Die Insolvenz der P+S-Werften zieht auch zahlreiche Zulieferunternehmen im Handwerk in Mitleidenschaft. Im August dieses Jahres sagte die Landesregierung zu, dass die von der Insolvenz der P+S-Werften betroffenen Zulieferunternehmen im Handwerk Hilfe vom Land bekommen. Dafür stünden die Instrumente von Landesbürgschaften, Ausfallbürgschaften der Bürgschaftsbank sowie zinsverbilligte Darlehen bis zu einer Summe von jeweils 500.000 Euro zur Verfügung.

Nun verkündete der Insolvenzverwalter der P+S-Werften Berthold Brinkmann, dass voraussichtlich mehr als 90 Prozent der Forderungen verloren seien. Bei den Zulieferbetrieben handelt es sich insgesamt um Forderungen in einer Höhe von etwa 50 Millionen Euro.


Aus Mecklenburg-Vorpommern

Der diesjährige Obermeistertag des Handwerks hat gezeigt: Beim Thema Berufliche Bildung herrscht Einigkeit.

Der zunehmende Fachlehrermangel und der damit einhergehende Unterrichtsausfall gefährden das duale System der Beruflichen Bildung. Sowohl für die jungen Menschen im Land als auch für die Wirtschaft ist eine qualitative Ausbildung unerlässlich, um zukunftsfähig zu bleiben.

Deshalb sollte das Land endlich seine Verantwortung wahrnehmen und eine qualitativ hochwertige Ausbildung an den Berufsschulen herstellen, die den immer anspruchsvolleren Ausbildungsberufen auch gerecht wird.


Aus Mecklenburg-Vorpommern

Der Mittelstandsbeirat hat sich am Freitag zu seiner ersten Sitzung in der DKB Arena des F.C. Hansa Rostock in der Hansestadt getroffen. "Die Politik braucht Anregungen aus der mittelständischen Wirtschaft, um Entscheidungen sachgerecht zu fällen. Dies ist das richtige Gremium hierfür", sagte der Minister für Wirtschaft, Bau und Tourismus Harry Glawe.

Der von Minister Glawe einberufene Beirat besteht neben dem Minister aus 14 Mitgliedern. Eines der Mitglieder ist der Präsident des Wirtschaftsverbandes Handwerk Mecklenburg-Vorpommern. Die Mitglieder beraten das Ministerium branchen- und themenübergreifend in Fragen des gewerblichen Mittelstandes und der Freien Berufe. Die Mitgliedschaft ist ehrenamtlich. "Der Beirat soll dazu beitragen, Probleme des Mittelstandes zu lokalisieren und praxisgerechte Lösungsvorschläge zu erörtern", so Glawe weiter.

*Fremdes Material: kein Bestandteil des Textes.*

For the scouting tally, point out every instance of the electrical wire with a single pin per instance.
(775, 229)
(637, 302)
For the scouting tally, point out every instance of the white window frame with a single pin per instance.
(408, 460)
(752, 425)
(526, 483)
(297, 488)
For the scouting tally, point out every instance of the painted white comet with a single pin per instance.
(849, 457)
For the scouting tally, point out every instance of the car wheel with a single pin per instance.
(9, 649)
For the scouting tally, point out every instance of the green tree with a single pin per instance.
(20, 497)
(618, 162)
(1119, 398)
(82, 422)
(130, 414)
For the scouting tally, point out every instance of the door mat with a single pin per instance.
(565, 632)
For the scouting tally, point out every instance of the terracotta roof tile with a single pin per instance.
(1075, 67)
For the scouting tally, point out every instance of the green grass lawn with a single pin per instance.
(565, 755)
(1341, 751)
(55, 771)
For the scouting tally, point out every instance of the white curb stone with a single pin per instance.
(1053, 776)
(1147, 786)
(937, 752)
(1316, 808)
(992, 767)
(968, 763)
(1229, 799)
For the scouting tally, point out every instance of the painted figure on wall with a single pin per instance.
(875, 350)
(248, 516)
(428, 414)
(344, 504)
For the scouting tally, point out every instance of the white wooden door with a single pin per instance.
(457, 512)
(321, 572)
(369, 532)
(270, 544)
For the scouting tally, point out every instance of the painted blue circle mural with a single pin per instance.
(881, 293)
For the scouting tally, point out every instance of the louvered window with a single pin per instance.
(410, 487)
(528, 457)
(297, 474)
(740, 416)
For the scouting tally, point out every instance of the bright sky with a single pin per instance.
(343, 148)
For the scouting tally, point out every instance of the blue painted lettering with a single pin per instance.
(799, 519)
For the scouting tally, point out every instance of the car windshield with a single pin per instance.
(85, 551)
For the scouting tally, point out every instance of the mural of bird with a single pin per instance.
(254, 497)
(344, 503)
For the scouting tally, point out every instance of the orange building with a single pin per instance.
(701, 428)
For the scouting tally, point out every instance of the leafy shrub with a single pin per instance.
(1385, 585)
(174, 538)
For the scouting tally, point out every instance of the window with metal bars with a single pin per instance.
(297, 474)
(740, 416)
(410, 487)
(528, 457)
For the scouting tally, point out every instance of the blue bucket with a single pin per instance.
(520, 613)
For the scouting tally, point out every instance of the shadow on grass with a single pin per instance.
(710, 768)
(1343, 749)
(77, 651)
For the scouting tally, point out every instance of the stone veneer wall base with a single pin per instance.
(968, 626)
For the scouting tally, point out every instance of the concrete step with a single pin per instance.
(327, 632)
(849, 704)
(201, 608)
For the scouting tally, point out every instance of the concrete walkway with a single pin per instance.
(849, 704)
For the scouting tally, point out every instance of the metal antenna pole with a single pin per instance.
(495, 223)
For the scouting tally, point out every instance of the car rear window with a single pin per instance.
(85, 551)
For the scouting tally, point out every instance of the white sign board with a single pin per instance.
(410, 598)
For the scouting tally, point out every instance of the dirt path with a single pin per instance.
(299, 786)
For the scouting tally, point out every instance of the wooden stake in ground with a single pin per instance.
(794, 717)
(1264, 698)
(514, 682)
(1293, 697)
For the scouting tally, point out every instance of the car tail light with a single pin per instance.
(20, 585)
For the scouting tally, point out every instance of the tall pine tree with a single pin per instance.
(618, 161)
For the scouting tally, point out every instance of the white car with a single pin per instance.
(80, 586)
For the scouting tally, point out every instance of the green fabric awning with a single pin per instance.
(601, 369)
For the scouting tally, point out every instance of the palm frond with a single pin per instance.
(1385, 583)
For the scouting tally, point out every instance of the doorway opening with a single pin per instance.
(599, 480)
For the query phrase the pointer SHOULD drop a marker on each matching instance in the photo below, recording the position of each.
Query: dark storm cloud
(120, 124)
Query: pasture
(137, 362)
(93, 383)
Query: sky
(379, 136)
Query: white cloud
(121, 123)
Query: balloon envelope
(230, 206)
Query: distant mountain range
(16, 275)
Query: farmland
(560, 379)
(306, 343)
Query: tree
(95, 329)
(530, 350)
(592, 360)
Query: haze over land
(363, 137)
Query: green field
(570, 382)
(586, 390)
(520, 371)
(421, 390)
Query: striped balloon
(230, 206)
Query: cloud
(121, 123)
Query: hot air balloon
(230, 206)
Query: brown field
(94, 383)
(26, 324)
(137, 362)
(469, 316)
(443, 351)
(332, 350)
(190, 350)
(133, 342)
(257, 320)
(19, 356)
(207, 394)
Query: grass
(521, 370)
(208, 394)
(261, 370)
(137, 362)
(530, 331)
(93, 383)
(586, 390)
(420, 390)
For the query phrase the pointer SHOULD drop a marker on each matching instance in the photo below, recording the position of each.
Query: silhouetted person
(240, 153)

Das neue Gremium wird mindestens zweimal jährlich zusammentreten, um über mittelstandsrelevante Themen der Wirtschaftspolitik zu beraten. Die Sitzungen sollen an wechselnden Orten sowie auch in verschiedenen Unternehmen stattfinden.


Aus Mecklenburg-Vorpommern

Über die Parteigrenzen hinweg haben sich Hessen, Schleswig-Holstein, Rheinland-Pfalz und Bremen auf eine Reform des Steuersystems verständigt: Ein bedeutender Punkt in den Überlegungen ist, dass Handwerkerleistungen künftig erst ab einem Sockelbetrag von 300 Euro steuerlich absetzbar sind.


„85 % der geltend gemachten Arbeitskosten für Handwerker sind Rechnungen unter 300 Euro. Die Einführung eines Sockelbetrages benachteiligt die kleinen Handwerksunternehmen und führt auf direktem Weg wieder zu mehr Schwarzarbeit", warnt der Präsident des Wirtschaftsverbandes Handwerk Mecklenburg-Vorpommern, Michael Roolf.